Geoff Lillemon and Anita Fontaine from the surrealist boutique design studio Champagne Valentine, showcased examples of how they earned the title of game and mobile art pioneers, while Anina, an international model with a self confessed love of technology from childhood days with brothers who expected her to just keep up, presented her self launched 360Fashion mobile blogging site, and accompanying exhibition of physical blogging, which she explained brought the fashion world closer to the online world by taking them out of the computer and onto the physical wall converting digital images to physical works and back again. Rounding out the design perspective was Ou Ning, an artist and co-founder of Get it Louder, a touring landscape of the changing face of Chinese art bubbling up from the streets.

With the design mentors off the stage we were allowed ten minutes for morning tea with three more sessions to fill out the day. Already the audience were itching for the one on one sessions where we were to be given the chance to explore our own projects under the guiding hand of these auteur’s for an hour a piece. But, with topics to come ranging under vices of R&D, New Geographies, and Business Plans, it was well worth our while to take our seats and keep taking notes before opening our mouths.

With a further eminent lineup including David Vronay, CD, Microsoft (Beijing), Jyri Salomaa, Director Research, Nokia (China), Felix Soh, Deputy Editor, Straits Times (Singapore) and Suresh Seetharaman, Co-founder and CEO, Virgin Comics (NYC, Bangalore) it is hard to imagine that there was more to the weekend than just the mentor sessions. But many of us were just as inspired by the meetings in the corridors and on the buses with members of the other project teams, many of whom were bursting at the seams with what will undoubtedly be the next Google of their fields.

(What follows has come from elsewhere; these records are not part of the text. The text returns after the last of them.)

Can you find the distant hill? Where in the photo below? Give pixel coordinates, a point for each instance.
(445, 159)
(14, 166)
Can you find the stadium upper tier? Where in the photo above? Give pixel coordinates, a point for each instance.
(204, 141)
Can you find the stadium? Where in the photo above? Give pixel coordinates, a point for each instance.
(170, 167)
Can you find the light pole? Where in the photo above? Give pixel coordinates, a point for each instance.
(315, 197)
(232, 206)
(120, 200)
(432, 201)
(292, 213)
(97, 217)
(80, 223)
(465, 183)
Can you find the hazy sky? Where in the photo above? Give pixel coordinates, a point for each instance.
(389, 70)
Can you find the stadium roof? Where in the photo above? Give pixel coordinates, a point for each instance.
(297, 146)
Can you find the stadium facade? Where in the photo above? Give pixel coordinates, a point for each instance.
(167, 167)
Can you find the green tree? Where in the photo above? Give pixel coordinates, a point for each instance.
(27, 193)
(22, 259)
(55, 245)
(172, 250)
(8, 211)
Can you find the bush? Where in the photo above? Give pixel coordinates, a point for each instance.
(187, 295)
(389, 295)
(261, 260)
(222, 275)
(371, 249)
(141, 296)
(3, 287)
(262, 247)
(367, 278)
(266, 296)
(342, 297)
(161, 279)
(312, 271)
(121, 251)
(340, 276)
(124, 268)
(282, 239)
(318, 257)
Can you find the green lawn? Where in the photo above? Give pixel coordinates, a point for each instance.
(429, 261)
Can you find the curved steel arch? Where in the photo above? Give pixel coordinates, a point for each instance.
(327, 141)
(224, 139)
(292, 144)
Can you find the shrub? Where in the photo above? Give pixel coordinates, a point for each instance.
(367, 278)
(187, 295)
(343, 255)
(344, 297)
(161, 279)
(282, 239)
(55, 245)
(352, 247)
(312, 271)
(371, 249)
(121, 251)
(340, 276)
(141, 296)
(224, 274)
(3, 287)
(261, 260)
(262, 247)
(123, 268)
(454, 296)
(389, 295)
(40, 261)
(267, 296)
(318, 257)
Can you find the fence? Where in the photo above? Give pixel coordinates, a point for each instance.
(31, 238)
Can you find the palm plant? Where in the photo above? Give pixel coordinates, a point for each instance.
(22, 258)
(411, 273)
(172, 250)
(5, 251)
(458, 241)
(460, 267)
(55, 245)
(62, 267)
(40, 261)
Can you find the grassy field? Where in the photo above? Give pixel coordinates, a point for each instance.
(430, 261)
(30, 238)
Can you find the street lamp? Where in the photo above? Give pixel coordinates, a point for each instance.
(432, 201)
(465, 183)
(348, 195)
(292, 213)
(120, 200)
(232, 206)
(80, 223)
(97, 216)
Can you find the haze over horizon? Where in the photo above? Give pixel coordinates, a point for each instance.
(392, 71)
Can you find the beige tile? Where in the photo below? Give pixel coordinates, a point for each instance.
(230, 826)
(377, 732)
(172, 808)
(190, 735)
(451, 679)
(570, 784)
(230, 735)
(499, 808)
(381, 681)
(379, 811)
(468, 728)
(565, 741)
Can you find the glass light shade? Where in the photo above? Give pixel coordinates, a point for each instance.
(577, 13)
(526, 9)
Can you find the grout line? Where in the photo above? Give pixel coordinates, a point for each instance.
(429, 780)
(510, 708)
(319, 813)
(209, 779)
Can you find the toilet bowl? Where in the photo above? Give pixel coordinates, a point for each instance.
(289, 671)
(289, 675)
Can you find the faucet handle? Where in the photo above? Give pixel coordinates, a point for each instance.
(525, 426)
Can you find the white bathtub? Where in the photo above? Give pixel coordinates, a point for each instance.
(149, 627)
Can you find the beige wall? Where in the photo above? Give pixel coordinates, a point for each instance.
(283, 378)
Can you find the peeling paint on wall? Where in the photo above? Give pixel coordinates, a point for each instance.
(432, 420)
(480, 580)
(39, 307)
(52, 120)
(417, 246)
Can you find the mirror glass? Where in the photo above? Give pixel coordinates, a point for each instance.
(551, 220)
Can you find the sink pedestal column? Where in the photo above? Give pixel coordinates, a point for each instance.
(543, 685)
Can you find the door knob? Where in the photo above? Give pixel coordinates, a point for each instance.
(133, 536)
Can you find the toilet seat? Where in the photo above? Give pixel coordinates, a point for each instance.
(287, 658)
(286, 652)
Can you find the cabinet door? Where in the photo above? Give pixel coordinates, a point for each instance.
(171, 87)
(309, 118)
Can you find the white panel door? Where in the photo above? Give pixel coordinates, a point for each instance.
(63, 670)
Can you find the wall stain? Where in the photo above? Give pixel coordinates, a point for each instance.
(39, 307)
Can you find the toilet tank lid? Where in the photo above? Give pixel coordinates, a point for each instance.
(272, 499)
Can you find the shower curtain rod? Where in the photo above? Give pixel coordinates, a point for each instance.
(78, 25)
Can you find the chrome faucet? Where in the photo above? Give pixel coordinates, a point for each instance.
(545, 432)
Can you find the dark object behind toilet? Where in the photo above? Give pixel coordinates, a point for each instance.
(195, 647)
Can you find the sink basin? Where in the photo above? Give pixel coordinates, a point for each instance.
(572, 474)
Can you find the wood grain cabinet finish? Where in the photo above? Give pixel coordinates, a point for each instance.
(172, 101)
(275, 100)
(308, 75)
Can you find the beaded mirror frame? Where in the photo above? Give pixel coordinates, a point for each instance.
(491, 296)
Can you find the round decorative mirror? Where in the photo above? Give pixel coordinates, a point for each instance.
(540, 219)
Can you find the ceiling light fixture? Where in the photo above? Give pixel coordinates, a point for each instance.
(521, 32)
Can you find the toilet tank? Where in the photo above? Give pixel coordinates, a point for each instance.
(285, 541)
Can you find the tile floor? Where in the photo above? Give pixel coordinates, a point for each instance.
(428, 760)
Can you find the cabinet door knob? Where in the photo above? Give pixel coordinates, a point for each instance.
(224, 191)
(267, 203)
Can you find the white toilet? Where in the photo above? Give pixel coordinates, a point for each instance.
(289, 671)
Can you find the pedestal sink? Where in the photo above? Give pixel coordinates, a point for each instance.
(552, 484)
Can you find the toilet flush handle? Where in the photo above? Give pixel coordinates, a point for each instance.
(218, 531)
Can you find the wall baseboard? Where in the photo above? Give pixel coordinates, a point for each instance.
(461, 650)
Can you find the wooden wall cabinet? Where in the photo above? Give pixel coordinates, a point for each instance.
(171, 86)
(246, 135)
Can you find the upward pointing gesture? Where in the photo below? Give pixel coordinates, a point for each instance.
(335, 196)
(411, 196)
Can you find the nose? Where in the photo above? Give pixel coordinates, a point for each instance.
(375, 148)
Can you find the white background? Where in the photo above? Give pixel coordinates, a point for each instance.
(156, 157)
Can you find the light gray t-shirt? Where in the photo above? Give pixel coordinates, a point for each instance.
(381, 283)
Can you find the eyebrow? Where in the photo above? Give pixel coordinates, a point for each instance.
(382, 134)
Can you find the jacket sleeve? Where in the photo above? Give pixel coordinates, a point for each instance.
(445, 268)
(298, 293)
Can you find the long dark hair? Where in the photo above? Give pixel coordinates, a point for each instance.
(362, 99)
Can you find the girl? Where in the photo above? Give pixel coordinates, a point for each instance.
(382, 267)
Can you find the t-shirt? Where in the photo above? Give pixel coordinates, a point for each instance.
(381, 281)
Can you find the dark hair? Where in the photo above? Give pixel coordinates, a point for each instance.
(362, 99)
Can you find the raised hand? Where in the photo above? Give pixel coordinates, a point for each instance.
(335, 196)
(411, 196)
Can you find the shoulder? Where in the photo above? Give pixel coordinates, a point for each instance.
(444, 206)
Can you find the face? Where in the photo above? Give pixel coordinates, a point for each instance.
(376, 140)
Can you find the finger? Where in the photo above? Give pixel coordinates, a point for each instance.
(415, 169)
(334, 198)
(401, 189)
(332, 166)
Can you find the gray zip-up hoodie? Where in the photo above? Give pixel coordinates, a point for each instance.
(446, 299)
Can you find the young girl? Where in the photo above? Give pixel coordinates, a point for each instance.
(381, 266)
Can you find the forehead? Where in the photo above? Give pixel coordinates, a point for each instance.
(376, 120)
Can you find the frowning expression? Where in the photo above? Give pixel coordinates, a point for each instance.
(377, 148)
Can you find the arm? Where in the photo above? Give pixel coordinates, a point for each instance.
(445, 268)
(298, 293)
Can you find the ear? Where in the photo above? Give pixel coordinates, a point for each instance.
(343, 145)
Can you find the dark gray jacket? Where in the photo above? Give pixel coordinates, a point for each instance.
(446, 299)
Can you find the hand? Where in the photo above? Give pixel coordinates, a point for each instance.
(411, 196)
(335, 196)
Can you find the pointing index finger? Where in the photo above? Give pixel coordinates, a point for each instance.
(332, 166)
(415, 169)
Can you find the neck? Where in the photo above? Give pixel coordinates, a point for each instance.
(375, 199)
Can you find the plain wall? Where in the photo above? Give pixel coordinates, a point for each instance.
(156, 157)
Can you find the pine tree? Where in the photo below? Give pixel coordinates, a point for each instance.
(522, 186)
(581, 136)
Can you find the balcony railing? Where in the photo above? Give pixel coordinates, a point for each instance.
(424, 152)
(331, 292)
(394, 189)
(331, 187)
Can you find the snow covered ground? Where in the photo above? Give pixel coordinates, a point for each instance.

Brendan Harkin, of more appointments and honours in digital media arts than could be listed in one paragraph, together with Megan Elliott, co-Directors of XML, graciously and patiently navigated the overall structure of the labs and should be applauded for their open ended style.

As soon as the remainder of those info bites finds its way into my conscious reality I am sure I will be inviting both Brendan and Megan to the opening party of my project teams “Google” launch, and if it does, it will certainly need to mark a large chapter of its development to XML.